Chapter 4. ARP: Address Resolution Protocol

과목: Computer Network
기준 교재: TCP/IP Illustrated, Volume 1
관련 페이지: PDF pp. 204-219
우선순위: 필수

개요

ARP(Address Resolution Protocol)는 IPv4 address를 link-layer hardware address, 특히 Ethernet-style 48-bit MAC address로 동적으로 변환하는 protocol이다. IP는 32-bit IPv4 address로 목적지를 표현하지만, 같은 LAN에서 실제 frame을 전달하려면 Ethernet driver가 destination MAC address를 알아야 한다. 이 간극을 메우는 것이 ARP이다.

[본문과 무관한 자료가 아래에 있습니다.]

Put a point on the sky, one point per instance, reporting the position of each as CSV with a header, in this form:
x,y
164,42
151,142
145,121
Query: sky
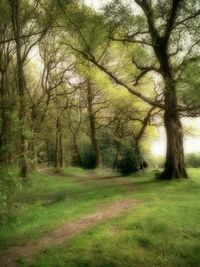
x,y
158,147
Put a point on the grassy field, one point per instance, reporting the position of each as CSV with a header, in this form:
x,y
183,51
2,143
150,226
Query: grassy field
x,y
162,230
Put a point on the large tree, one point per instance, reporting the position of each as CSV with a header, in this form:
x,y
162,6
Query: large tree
x,y
165,37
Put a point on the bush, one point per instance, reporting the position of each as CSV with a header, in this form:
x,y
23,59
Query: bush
x,y
193,160
128,162
88,157
9,185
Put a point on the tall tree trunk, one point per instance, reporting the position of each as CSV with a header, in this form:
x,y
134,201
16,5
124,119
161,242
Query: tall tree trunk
x,y
59,160
174,165
21,88
140,159
93,134
6,114
5,137
33,153
78,158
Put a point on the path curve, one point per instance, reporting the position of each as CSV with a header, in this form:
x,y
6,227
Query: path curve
x,y
9,257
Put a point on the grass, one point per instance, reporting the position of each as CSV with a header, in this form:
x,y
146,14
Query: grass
x,y
163,230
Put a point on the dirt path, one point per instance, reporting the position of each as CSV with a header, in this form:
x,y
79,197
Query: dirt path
x,y
9,257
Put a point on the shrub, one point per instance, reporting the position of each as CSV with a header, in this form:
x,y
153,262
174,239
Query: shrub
x,y
9,185
193,160
128,161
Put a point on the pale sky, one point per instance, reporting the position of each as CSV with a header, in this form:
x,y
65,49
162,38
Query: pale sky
x,y
158,147
191,142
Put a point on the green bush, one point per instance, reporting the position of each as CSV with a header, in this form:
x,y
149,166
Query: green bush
x,y
128,161
193,160
9,185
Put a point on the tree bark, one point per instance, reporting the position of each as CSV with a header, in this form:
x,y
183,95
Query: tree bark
x,y
21,88
78,158
174,165
59,145
93,134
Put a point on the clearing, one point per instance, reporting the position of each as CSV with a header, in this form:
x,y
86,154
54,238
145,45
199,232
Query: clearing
x,y
95,218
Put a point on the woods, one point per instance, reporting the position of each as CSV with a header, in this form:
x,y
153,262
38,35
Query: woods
x,y
99,120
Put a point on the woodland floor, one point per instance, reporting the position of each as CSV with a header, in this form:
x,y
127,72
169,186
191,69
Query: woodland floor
x,y
97,218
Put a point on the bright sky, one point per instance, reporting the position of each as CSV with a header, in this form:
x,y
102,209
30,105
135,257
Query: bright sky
x,y
191,142
158,147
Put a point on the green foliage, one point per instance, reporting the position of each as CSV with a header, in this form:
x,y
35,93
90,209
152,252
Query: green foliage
x,y
162,229
9,186
128,162
193,160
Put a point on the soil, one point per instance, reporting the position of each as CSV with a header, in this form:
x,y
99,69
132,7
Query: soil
x,y
11,256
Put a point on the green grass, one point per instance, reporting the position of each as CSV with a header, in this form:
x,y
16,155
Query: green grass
x,y
163,230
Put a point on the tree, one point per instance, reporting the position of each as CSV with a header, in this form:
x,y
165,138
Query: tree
x,y
162,42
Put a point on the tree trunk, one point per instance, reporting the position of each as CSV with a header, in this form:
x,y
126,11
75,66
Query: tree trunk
x,y
33,154
174,165
59,161
93,134
6,117
139,155
78,158
21,87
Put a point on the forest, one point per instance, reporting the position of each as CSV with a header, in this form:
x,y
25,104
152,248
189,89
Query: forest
x,y
86,87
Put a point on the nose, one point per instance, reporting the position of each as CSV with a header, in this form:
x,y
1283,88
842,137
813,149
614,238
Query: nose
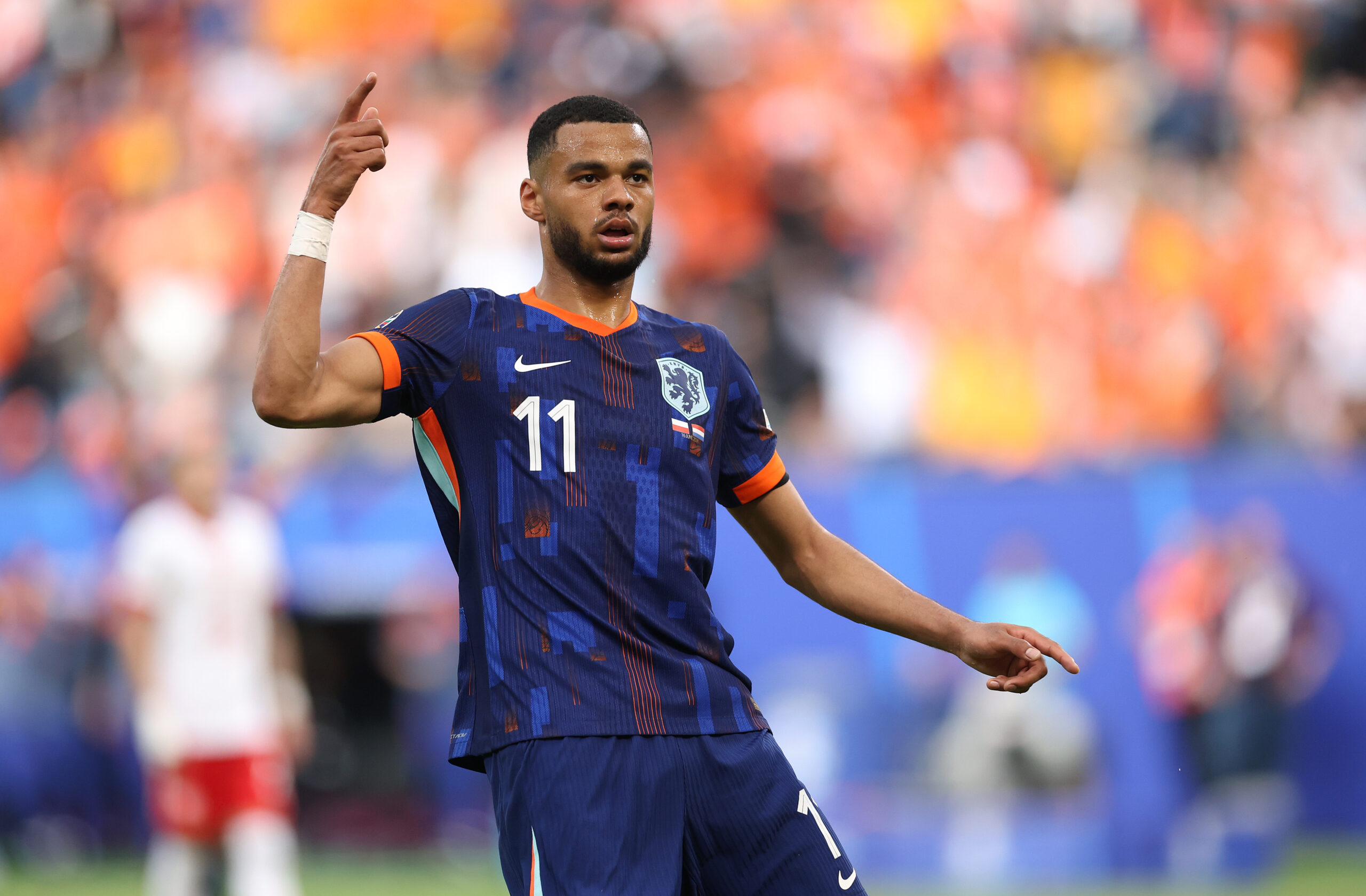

ARP는 IPv4에서만 사용된다. IPv6에서는 같은 역할을 ICMPv6에 포함된 NDP(Neighbor Discovery Protocol)가 수행한다. 따라서 ARP를 이해하면 IPv4 direct delivery, broadcast domain, ARP cache, proxy ARP, gratuitous ARP, address conflict detection, ARP spoofing 같은 LAN 내부 동작과 공격면을 함께 이해할 수 있다.

핵심 개념

address resolution: 한 종류의 address를 다른 종류의 address로 대응시키는 과정이다. 여기서는 IPv4 address에서 MAC address로의 mapping이 중심이다.
ARP request: 대상 IPv4 address를 가진 host가 누구인지 묻는 link-layer broadcast frame이다.
ARP reply: 대상 host가 자신의 MAC address를 알려 주는 응답이다. 보통 request sender에게 unicast로 직접 보낸다.
direct delivery: sender와 destination이 같은 IP prefix/subnet에 있어 router 없이 link-layer frame으로 직접 전달하는 방식이다.
broadcast domain: ARP request broadcast를 받는 link-layer 범위이다. VLAN이 다르면 보통 같은 ARP broadcast를 받지 않는다.
ARP cache: IPv4-to-MAC mapping을 일정 시간 저장해 매 packet마다 ARP를 반복하지 않도록 하는 cache이다.

세부 정리

4.1 Introduction

IP는 다양한 물리/link technology 위에서 동작하도록 설계되었다. 하지만 실제 network interface hardware는 자기 방식의 hardware address를 사용한다. Ethernet이나 802.11 interface는 보통 48-bit MAC address를 가지고, frame은 이 MAC address를 기준으로 전달된다. IPv4 address만 알고 있으면 IP datagram의 논리적 목적지는 알 수 있지만, Ethernet frame의 destination address를 채울 수는 없다.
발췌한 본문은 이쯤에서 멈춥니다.